Seller’s Role: If you will continue to play a key role in the business, the key terms of the employment or consulting agreement, such as the salary, should be worked out prior to accepting the LOI. If you don’t want to stay on with the business, seek out buyers who don’t require you to do so. Alternatively, you should focus on building up your management team and identifying a potential successor CEO or manager several years in advance.

Management’s Role: Couple your disclosure strategy with a retention agreement with your key employees. If you prepare a formal retention bonus agreement, include a confidentiality and non-solicitation agreement. Make sure it can be assigned to the buyer. If you allow the buyer to talk to your employees, only let this happen at the tail end of due diligence and after the purchase agreement has been negotiated.
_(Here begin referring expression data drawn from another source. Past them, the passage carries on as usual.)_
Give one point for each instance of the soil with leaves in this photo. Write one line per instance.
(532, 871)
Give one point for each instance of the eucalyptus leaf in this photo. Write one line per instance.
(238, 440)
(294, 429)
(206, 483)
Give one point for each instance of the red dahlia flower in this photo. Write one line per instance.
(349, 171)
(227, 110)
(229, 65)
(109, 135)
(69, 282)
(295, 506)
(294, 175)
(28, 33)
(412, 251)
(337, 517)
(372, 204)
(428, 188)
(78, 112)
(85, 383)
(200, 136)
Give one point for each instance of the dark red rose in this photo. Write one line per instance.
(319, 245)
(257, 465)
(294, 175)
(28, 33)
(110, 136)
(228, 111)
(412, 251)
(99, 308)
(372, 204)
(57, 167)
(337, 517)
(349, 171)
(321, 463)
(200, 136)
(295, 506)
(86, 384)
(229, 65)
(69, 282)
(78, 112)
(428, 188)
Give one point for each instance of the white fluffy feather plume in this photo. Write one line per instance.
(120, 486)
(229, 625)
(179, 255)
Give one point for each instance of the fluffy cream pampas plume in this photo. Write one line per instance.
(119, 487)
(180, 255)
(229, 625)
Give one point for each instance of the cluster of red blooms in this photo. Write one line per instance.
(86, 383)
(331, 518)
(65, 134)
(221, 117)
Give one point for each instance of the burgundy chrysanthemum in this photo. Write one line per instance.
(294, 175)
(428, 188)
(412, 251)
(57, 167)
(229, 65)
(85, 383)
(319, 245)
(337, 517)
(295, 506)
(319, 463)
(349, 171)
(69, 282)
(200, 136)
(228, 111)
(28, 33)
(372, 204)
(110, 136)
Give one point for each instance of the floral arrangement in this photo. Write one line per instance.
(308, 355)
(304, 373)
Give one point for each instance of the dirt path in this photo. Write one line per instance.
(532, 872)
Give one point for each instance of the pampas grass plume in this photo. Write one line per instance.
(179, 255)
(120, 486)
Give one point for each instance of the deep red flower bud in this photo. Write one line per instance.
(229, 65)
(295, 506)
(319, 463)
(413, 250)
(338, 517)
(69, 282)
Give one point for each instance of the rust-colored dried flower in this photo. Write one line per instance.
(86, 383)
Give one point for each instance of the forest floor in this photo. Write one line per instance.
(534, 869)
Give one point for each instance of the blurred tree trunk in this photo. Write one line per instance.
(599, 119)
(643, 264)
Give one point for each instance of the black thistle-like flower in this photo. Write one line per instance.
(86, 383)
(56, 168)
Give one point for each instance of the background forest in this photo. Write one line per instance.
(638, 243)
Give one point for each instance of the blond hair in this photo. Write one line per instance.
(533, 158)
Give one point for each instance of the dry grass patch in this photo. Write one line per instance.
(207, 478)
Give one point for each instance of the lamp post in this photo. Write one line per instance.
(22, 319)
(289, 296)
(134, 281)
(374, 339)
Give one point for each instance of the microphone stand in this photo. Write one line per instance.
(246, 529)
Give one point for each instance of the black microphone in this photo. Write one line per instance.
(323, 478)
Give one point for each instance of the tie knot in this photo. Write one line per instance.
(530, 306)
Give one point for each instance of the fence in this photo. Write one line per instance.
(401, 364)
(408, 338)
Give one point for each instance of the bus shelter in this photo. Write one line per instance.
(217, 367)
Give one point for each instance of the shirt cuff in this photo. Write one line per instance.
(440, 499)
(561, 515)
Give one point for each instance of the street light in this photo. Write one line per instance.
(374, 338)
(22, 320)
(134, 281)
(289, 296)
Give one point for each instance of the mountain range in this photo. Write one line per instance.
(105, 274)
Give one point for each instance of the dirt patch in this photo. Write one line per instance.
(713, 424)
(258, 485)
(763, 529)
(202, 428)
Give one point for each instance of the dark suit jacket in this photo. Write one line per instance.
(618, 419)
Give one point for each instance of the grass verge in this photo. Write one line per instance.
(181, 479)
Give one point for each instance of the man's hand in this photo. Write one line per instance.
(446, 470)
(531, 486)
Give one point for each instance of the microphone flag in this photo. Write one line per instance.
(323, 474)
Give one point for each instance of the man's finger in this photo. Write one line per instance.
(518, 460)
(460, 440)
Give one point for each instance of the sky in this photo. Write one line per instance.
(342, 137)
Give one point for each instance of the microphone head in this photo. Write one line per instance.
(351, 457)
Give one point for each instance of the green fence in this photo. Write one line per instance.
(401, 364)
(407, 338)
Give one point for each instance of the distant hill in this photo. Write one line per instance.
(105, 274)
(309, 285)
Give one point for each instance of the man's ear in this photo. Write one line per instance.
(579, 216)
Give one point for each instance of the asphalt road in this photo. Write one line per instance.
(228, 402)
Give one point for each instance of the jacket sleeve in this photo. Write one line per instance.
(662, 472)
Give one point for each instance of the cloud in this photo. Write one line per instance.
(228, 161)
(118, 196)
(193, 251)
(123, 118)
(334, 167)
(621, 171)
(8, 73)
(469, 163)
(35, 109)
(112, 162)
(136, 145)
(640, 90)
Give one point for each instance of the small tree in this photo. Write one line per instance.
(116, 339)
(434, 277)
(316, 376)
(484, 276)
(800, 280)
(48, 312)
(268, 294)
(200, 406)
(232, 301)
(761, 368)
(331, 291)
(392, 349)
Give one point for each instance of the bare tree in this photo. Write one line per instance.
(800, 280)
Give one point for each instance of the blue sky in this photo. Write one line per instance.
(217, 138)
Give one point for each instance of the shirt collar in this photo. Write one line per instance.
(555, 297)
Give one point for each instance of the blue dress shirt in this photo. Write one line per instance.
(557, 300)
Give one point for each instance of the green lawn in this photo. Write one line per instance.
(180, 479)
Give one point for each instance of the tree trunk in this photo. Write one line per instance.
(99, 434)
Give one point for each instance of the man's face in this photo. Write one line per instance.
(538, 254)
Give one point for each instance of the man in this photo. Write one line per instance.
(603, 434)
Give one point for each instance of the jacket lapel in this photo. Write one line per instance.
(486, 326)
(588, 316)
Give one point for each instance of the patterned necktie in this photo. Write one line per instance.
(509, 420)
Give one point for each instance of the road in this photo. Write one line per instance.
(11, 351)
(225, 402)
Some LOIs contain a contingency that states that the buyer won’t move forward unless they can obtain employment and non-compete agreements from key employees. You should be particularly careful before agreeing to such a clause. If employees catch wind of the fact that they can hold up the sale, they often will.

Non-Compete: While nearly all buyers expect you to agree not to compete with the buyer after the closing, such an agreement is implied and not explicitly stated in the LOI. If you desire to engage in something related to the business after the closing, specifically carve out the desired activity to make sure it won’t conflict with the non-compete.
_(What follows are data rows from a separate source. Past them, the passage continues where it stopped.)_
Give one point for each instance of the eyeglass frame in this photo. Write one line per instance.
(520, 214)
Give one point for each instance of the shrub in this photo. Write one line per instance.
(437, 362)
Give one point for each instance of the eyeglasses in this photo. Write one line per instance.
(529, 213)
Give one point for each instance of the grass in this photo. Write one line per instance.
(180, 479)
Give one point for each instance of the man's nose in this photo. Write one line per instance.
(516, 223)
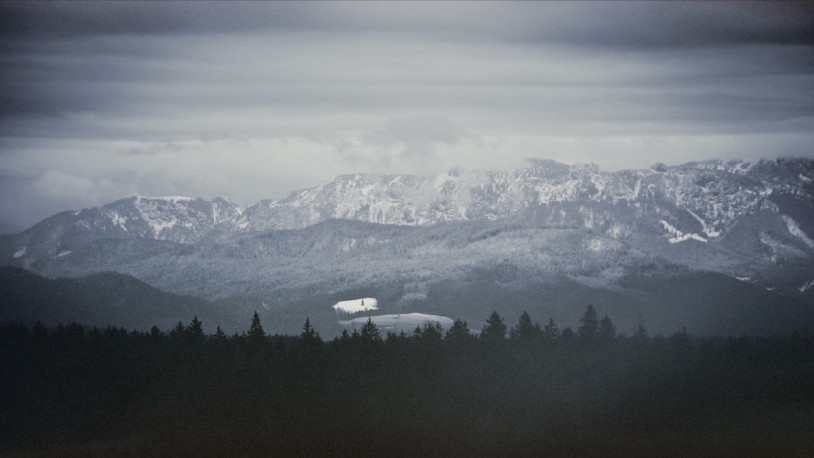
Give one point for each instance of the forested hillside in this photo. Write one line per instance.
(520, 389)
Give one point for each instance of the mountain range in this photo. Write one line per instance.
(411, 240)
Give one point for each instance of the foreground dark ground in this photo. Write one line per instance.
(71, 391)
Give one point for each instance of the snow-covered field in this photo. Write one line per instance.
(402, 322)
(357, 305)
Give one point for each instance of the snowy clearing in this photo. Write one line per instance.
(402, 322)
(357, 305)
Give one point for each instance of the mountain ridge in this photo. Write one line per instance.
(752, 222)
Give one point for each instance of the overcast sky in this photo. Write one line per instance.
(253, 100)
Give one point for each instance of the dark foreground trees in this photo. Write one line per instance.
(104, 392)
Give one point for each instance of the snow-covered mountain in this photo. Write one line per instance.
(750, 221)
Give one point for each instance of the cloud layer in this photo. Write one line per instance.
(253, 100)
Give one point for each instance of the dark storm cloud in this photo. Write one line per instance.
(251, 100)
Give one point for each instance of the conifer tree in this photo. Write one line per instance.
(494, 331)
(256, 334)
(607, 331)
(525, 330)
(308, 335)
(195, 331)
(551, 331)
(459, 332)
(590, 324)
(370, 332)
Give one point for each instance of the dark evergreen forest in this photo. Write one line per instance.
(514, 389)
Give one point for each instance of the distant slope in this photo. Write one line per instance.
(102, 299)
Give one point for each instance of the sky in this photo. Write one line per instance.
(250, 101)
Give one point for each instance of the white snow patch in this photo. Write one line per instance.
(678, 236)
(708, 230)
(795, 230)
(173, 199)
(119, 220)
(357, 305)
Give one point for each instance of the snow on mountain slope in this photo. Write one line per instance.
(751, 220)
Termination: If the LOI is non-binding, it should be cancellable without effect. Some LOIs include breakup or walk-away fees, but these fees are rare in lower middle-market transactions.
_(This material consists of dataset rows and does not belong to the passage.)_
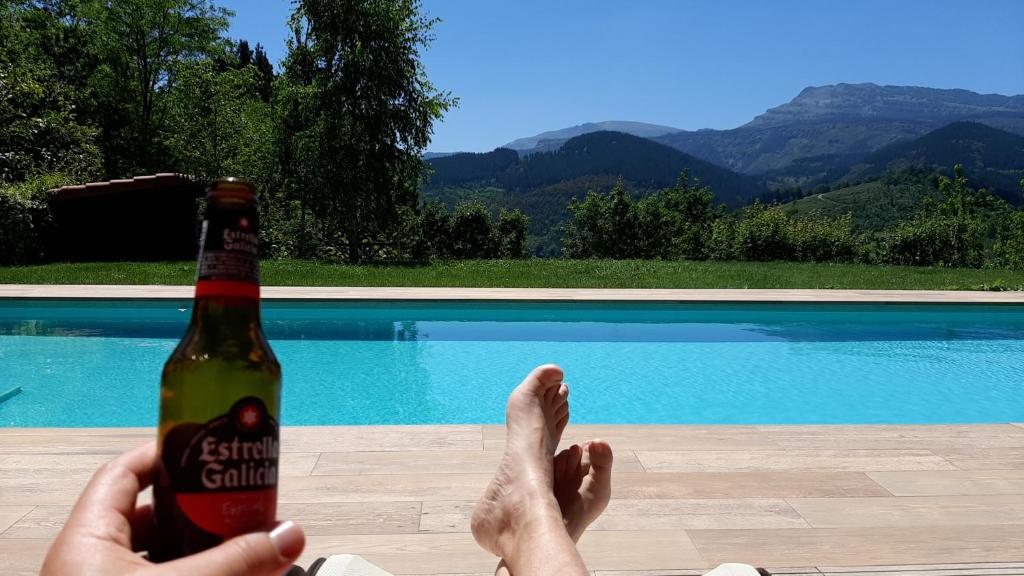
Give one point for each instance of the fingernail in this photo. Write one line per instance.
(288, 538)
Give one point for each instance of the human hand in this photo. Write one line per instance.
(105, 529)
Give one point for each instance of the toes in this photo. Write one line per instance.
(562, 396)
(561, 422)
(547, 376)
(561, 410)
(599, 455)
(562, 462)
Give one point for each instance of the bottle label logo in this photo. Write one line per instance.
(228, 256)
(224, 472)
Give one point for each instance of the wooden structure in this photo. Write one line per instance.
(142, 218)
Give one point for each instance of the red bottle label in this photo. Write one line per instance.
(224, 472)
(228, 254)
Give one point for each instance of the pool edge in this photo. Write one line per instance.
(163, 292)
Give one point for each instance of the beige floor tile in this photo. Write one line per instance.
(323, 519)
(10, 515)
(448, 553)
(693, 572)
(42, 522)
(743, 485)
(704, 513)
(645, 515)
(822, 460)
(379, 439)
(434, 461)
(964, 483)
(913, 567)
(22, 558)
(330, 519)
(967, 458)
(67, 466)
(924, 510)
(297, 463)
(451, 516)
(861, 545)
(392, 488)
(43, 441)
(407, 553)
(924, 571)
(896, 438)
(639, 549)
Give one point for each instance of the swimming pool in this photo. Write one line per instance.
(82, 363)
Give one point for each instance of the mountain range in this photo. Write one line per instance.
(829, 136)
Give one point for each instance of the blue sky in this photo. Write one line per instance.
(529, 66)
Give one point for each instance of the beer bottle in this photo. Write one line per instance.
(219, 395)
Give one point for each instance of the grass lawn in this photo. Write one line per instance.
(545, 274)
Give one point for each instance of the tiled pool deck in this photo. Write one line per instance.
(684, 497)
(807, 499)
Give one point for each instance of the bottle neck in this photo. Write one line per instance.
(226, 316)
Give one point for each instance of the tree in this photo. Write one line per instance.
(676, 222)
(41, 129)
(435, 231)
(472, 232)
(363, 112)
(221, 126)
(511, 234)
(603, 225)
(141, 44)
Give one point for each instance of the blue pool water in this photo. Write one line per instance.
(97, 363)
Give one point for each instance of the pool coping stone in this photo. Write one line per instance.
(161, 292)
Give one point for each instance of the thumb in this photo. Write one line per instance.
(252, 554)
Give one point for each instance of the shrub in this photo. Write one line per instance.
(819, 239)
(25, 216)
(935, 240)
(1009, 248)
(763, 234)
(510, 237)
(472, 232)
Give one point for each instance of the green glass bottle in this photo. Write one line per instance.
(219, 395)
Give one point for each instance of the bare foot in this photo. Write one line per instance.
(520, 497)
(583, 484)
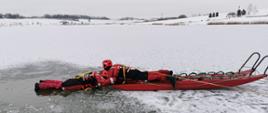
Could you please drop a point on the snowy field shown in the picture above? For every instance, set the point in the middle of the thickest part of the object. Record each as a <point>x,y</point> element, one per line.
<point>30,53</point>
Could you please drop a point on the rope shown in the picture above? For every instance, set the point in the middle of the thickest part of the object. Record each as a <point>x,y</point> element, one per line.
<point>228,87</point>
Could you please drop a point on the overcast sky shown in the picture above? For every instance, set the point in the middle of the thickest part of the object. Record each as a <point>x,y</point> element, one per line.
<point>123,8</point>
Miscellaneous: Most LOIs wrap up with a clause covering how expenses will be paid, governing law, and legal authority.

Process

Here is a description of the process and negotiating styles:

  • Who prepares the LOI: Most LOIs are drafted by the buyer. An LOI may be drafted by the seller if you have a strong negotiating position and are negotiating with multiple parties simultaneously. As the seller, you should always seize the opportunity to prepare the LOI, if available.
  • Skipping the LOI: Some parties skip the LOI and jump straight to a definitive purchase agreement, but this is rare.
  • Format (letter vs. agreement): Most LOIs range from two to four pages and are a mix between a letter and a more traditional legal agreement. The seller should always strive for the LOI to be as detailed and specific as possible.
  • Process of making changes: It’s customary for the buyer and seller to exchange red-line versions of the LOI in Microsoft Word. Start each round with a clean draft as tracking successive changes can become difficult after the second round.
  • Discussing issues on the phone: Discuss potential issues on the phone to understand the other party’s motivations behind a requested change.
  • Timeframe to sign an LOI: Most LOIs take one to three weeks to negotiate. Most LOIs are signed one to two months after a non-disclosure agreement is executed.
  • Negotiating tactics: Some buyers initially offer a high price with the intention of working the price down over the succeeding months. Other buyers take a middle-of-the-line approach and make a reasonable offer they plan to stick with. The only way to tell the difference between the two buyers is to flush out their motivations through more thorough negotiations and pin them down on specifics. Buyers with insincere motives will attempt to avoid agreeing to specifics, such as milestones, deadlines, and other measures.
  • Seriousness: Some buyers, such as so-called search funds, aren’t sure if they can obtain the financing and therefore attempt to quickly agree to an LOI so they can begin their search for financing. It’s therefore important to gauge a buyer’s ability to consummate the transaction.
  • Degree of detail: Some parties negotiate only the high-level terms of the transaction, such as purchase price. Others nail down all the specifics. Nail down as many specifics as possible without overly sacrificing momentum.
  • The final offer: “This is my final offer” is an amateurish negotiating gambit. Ignore the “final offer” warning – it is rarely true.